Q factor

The quality factor Q, and goodness, circuit quality, sharpness of resonance, resonant circuit quality, or pole quality Q- factor called, is a measure of the damping of a vibrating system (eg a resonant circuit ) in electrical engineering. This is called the case of weakly damped oscillating systems of systems of high quality, since the quality factor of the reciprocal of the loss factor d ( damping):

Definition and calculation

Describes the quality factor, the extent to which energy can be stored in a vibratory system with respect to the converted energy loss:

Special case: a quality factor of 0.5 (or an attenuation of 2) corresponds in physics to the aperiodic limiting case where there are no more vibration.

Alternatively, the quality factor Q is calculated as the resonance frequency f0 (also referred to as center frequency ) based on the bandwidth B:

Here, the bandwidth results for:

With the upper limit frequency f2 and the lower limit frequency f1.

In view of the level as a function of the frequency, the bandwidth is defined as the frequency range of the boundaries of the voltage level has changed by the linear factor with respect to the extreme value; logarithmically equivalent to about -3 dB.
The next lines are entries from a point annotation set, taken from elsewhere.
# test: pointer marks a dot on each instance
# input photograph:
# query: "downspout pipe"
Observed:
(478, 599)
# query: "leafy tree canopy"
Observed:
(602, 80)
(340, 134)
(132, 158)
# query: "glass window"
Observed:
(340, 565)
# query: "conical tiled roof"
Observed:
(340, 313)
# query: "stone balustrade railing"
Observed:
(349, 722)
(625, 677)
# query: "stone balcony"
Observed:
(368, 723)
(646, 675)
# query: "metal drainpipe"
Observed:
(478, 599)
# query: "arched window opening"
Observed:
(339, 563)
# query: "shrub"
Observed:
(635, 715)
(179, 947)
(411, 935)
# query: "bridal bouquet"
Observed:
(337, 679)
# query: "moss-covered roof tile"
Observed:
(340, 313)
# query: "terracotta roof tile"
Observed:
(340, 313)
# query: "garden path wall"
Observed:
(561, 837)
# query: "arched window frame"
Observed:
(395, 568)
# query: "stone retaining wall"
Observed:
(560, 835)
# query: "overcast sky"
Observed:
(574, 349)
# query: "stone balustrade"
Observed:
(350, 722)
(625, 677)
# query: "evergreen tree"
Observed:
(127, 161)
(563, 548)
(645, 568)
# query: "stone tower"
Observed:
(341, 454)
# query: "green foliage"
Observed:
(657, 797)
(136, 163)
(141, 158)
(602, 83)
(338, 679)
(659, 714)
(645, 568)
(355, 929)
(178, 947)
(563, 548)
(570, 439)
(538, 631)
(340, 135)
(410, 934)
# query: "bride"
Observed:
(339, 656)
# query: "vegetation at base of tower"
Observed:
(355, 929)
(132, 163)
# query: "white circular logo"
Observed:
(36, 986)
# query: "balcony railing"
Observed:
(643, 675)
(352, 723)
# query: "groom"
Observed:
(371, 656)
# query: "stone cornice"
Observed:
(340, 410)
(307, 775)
As can be seen from the above equations, corresponding to a large quality factor Q of a small range B and vice versa.

The quality factor alone does not describe the steepness of a filter, because this includes necessarily the maximum level of boost or cut with the bandwidth. Namely, when - at constant quality factor - the level is greatly increased, a greater slope of the filter appears to the left and right of the resonance frequency as if the gain is increased only slightly.

Quality in electrical engineering

The quality of an oscillatory system can be calculated as the ratio between oscillating reactive power PBlind ( at resonance frequency) and effective power Peff:

Knowledge of the complex AC circuit analysis are required for these calculations.

Series

For a series circuit of a resistor R with a coil of the inductor L and a capacitor C, the following applies:

Using the complex angular frequency of the current I and

For this system is given by the above relation a quality of:

Parallel connection

In analogy to results for a parallel connection of coil, capacitor and resistor to the complex voltage U:

Examples

The following table lists several orders of magnitude of figures of merit for various oscillating systems are given.